Search code examples
rsmote

How to solve this error when applying SMOTE in R?


I am trying to apply smote to my dataset with the following code

dataset$target<- as.factor(dataset$target)
dataset <- SMOTE(target~ ., dataset, perc.over = 100, perc.under=200)
dataset$target <- as.numeric(dataset$target)

But I got the below error.

Warning message in smote.exs(data[minExs, ], ncol(data), perc.over, k):
“NAs introduced by coercion”
Warning message in smote.exs(data[minExs, ], ncol(data), perc.over, k):
“NAs introduced by coercion”
Warning message in smote.exs(data[minExs, ], ncol(data), perc.over, k):
“NAs introduced by coercion”
Error in factor(newCases[, a], levels = 1:nlevels(data[, a]), labels = levels(data[, : invalid 'labels'; length 0 should be 1 or 2
Traceback:

1. SMOTE(target ~ ., dataset, perc.over = 100, perc.under = 200)
2. smote.exs(data[minExs, ], ncol(data), perc.over, k)
3. factor(newCases[, a], levels = 1:nlevels(data[, a]), labels = levels(data[, 
 .     a]))
4. stop(gettextf("invalid 'labels'; length %d should be 1 or %d", 
 .     nlab, length(levels)), domain = NA)

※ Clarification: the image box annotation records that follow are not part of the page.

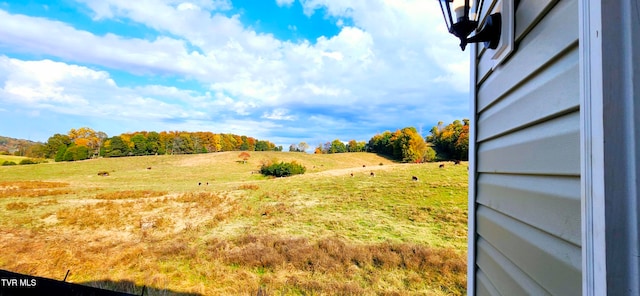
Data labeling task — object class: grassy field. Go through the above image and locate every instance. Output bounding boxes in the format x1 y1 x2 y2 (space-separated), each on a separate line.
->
0 152 467 295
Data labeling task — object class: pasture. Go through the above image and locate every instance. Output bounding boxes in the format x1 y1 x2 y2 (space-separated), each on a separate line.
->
0 152 468 295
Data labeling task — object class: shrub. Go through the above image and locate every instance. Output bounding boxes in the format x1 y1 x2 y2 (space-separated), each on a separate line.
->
20 158 38 165
260 161 307 177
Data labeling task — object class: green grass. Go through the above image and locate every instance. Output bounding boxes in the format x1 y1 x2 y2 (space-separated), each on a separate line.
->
0 152 467 295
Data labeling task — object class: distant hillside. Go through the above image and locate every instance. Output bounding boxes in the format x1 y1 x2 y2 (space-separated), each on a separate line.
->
0 136 42 154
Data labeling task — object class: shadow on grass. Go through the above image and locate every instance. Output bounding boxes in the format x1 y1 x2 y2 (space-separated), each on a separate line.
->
79 280 202 296
0 270 200 296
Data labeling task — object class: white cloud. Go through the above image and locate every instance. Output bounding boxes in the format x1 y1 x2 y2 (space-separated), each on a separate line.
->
262 108 295 121
276 0 295 6
0 0 469 143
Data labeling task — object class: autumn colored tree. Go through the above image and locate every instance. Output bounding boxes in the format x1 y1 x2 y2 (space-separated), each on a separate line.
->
427 119 469 160
369 127 427 162
328 139 347 153
43 134 72 160
238 151 251 163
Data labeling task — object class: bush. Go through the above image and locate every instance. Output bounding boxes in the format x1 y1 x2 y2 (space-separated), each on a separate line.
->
260 161 307 177
20 158 38 165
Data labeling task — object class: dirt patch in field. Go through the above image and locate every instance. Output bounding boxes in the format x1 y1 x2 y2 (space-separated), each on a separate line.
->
306 164 402 177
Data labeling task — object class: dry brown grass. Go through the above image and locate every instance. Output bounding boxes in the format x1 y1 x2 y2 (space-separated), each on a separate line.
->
0 181 73 198
5 201 29 211
215 235 466 294
95 190 168 200
238 184 260 190
0 153 466 295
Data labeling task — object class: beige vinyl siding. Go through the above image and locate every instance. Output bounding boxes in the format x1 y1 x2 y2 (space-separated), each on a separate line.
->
470 0 582 295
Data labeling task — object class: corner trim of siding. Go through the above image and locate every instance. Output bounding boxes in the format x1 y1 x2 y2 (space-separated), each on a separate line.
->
578 1 607 296
467 44 478 295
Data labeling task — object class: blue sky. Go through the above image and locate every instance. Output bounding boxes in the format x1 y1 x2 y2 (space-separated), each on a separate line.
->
0 0 469 147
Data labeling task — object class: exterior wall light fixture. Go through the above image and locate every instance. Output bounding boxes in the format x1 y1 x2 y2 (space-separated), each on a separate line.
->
438 0 502 51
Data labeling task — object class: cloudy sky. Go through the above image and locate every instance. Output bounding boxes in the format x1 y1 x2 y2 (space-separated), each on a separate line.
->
0 0 469 147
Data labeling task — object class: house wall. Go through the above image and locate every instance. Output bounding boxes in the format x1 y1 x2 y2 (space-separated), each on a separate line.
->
469 0 582 295
579 0 640 295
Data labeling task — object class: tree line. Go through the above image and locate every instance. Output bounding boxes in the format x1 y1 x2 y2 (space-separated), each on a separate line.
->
296 119 469 162
2 119 469 162
37 127 282 161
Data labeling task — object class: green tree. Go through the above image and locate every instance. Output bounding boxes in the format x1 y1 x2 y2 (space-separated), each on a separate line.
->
131 134 148 155
427 119 469 160
43 134 72 160
329 139 347 153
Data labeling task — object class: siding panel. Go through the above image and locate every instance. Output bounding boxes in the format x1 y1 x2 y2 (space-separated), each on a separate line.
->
476 206 582 295
477 239 549 295
477 112 580 176
476 174 581 246
477 0 578 111
477 47 580 141
476 270 500 296
469 0 582 295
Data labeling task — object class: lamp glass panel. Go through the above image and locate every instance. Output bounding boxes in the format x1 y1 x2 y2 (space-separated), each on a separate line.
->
451 0 473 20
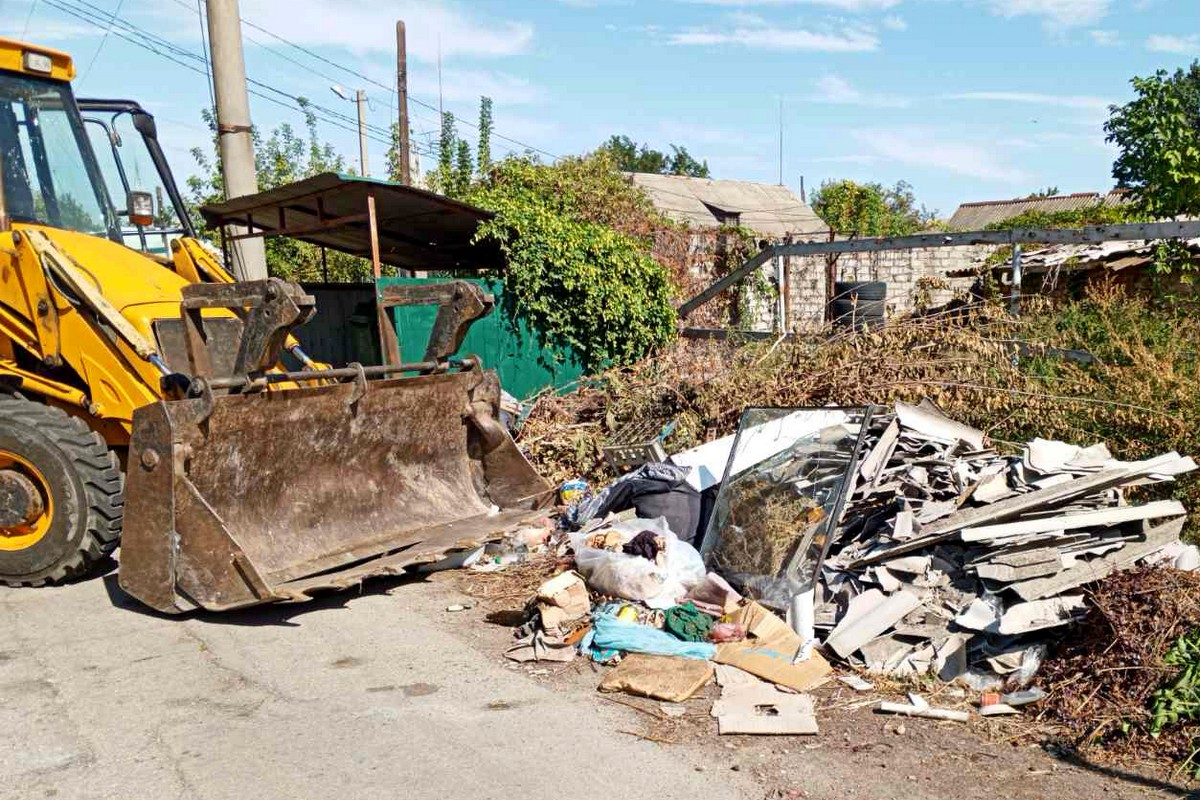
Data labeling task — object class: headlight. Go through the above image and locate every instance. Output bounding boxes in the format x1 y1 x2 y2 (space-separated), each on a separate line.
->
25 50 54 74
125 192 154 225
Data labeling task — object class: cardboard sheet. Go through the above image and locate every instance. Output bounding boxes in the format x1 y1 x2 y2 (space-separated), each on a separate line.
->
598 652 713 703
715 601 832 692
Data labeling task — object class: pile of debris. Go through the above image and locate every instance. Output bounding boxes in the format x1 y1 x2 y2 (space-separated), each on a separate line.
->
816 402 1200 690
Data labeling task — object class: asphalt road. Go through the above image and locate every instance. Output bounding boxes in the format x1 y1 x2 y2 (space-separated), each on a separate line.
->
0 568 762 800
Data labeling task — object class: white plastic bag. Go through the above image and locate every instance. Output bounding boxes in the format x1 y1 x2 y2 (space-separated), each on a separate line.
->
570 517 706 608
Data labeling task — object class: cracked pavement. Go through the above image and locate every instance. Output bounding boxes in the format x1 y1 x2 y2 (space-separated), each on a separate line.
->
0 575 761 800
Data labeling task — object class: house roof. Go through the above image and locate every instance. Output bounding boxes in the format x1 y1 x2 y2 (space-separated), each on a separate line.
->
948 190 1127 230
629 173 829 239
200 173 504 270
1021 239 1200 275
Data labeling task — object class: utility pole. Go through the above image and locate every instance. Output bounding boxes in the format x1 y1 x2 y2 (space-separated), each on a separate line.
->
330 86 370 178
354 89 371 178
205 0 266 281
396 19 413 186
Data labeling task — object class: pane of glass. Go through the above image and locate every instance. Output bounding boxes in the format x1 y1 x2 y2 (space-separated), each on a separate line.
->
701 408 865 609
0 74 110 235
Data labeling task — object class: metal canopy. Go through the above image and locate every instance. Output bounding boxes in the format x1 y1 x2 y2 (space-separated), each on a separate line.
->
200 173 504 270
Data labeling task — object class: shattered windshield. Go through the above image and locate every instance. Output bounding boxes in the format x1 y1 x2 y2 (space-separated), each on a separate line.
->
0 74 115 236
703 408 866 608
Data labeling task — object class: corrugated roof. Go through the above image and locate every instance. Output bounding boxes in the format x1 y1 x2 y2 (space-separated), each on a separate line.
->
200 173 504 270
628 173 829 239
948 190 1127 230
1021 239 1200 275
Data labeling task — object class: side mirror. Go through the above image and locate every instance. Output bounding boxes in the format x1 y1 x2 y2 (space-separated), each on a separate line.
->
125 192 154 225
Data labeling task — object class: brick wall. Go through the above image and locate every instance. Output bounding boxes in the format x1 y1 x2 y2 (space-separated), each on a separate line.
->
788 245 996 331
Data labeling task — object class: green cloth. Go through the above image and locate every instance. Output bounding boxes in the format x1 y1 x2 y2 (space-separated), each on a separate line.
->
666 602 713 642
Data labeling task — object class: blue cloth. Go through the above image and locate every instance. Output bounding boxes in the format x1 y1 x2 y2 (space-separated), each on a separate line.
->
589 613 716 660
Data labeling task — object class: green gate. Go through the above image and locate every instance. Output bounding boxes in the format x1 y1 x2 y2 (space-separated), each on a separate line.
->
377 278 583 401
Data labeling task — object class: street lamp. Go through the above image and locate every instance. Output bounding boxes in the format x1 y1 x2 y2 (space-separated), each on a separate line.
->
330 84 368 178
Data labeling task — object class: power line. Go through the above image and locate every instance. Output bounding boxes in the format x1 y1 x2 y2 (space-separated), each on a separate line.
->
46 0 432 160
79 0 125 80
195 0 559 161
20 0 37 38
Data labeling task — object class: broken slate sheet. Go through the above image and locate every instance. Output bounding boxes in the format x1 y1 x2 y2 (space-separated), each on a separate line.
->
710 680 817 735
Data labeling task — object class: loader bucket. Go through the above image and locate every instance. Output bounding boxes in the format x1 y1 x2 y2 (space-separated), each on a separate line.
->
119 368 552 613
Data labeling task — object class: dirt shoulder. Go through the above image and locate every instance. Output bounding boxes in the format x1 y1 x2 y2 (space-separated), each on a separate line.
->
444 572 1200 800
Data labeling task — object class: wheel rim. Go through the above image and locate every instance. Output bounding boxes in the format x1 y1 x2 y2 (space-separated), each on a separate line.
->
0 450 54 551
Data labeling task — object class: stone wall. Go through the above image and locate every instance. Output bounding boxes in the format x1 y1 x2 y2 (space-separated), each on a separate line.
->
787 245 996 331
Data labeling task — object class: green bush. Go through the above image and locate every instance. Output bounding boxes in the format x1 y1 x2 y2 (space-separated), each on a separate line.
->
463 156 676 369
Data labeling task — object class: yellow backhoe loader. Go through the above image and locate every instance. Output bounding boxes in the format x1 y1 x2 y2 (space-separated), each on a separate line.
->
0 38 548 613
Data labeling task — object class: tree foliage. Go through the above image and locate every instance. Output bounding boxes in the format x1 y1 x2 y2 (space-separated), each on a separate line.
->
811 180 937 236
600 136 710 178
1104 61 1200 218
463 154 676 369
187 100 371 281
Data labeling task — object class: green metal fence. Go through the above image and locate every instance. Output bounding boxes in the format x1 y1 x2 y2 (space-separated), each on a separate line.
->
377 278 583 399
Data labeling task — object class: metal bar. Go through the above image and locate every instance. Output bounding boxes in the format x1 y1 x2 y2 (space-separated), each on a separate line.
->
776 221 1200 255
1009 245 1021 317
206 359 479 389
678 245 779 319
229 206 370 241
677 221 1200 319
367 187 401 363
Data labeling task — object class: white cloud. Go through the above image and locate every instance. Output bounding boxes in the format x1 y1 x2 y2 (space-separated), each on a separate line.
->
683 0 901 12
809 74 910 108
666 24 880 53
808 154 880 164
944 91 1109 110
236 0 534 62
1146 34 1200 55
989 0 1112 28
853 127 1030 184
408 68 545 106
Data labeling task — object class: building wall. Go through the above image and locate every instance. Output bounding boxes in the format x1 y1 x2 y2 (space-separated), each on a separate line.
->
787 245 996 331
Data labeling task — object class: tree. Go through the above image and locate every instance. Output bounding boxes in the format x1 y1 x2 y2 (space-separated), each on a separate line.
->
463 154 676 369
1104 61 1200 218
811 180 937 236
599 136 710 178
187 98 371 281
475 97 492 175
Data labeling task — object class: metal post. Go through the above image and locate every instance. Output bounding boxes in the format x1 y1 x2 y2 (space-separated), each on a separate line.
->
1009 245 1021 317
206 0 266 281
775 255 787 333
367 192 400 365
396 20 413 186
354 89 371 178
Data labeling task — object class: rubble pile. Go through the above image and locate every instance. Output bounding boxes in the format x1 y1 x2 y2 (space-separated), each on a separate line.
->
816 402 1200 688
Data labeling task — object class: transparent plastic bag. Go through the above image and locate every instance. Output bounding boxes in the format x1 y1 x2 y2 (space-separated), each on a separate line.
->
570 517 706 608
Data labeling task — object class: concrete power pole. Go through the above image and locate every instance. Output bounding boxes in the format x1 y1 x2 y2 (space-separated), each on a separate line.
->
205 0 266 281
396 20 413 186
354 89 371 178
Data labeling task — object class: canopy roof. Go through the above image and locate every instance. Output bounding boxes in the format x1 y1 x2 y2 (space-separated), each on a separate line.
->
200 173 504 270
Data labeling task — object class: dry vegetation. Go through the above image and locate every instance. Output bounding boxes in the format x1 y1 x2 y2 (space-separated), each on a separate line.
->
520 281 1200 537
1039 569 1200 765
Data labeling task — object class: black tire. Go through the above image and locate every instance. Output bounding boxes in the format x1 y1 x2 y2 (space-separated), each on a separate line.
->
833 281 888 303
0 393 125 587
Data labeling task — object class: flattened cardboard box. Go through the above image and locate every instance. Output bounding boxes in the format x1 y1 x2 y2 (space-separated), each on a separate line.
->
714 601 833 692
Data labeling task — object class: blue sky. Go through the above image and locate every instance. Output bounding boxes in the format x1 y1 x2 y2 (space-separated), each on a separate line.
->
14 0 1200 215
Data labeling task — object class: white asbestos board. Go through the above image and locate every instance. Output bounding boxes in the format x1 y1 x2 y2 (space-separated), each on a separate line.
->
1000 595 1086 636
960 500 1187 542
668 409 850 492
896 399 983 450
826 589 920 658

The target column contains 0 and 1

str(dataset$target)

And it return the following output

 Factor w/ 2 levels "0","1": 1 1 2 2 1 1 1 1 1 1 ...

May I know what's the problem here? I can't understand the error message.


Solution

  • I think this depends on the character columns in your data frame. SMOTE doesn't know how to generate new character observations based on your dataset. A possible solution is to drop the character column.

    library(data.table)
    library(DMwR)
    dataset <- fread("D:/archive/df.csv")
    set.seed(4)
    #sampling 10000 rows just for computational reasons
    dataset <- dataset[sample(1:nrow(dataset),10000),]
    dataset <- as.data.frame(dataset)
    dataset$isFraud<- factor(dataset$isFraud)
    table(dataset$isFraud)
    str(dataset)
    #drop the character column
    dataset <- dataset[,!sapply(dataset, is.character)]
    new.dataset <- SMOTE(isFraud ~ ., dataset, perc.over = 100, perc.under=200)
    table(new.dataset$isFraud)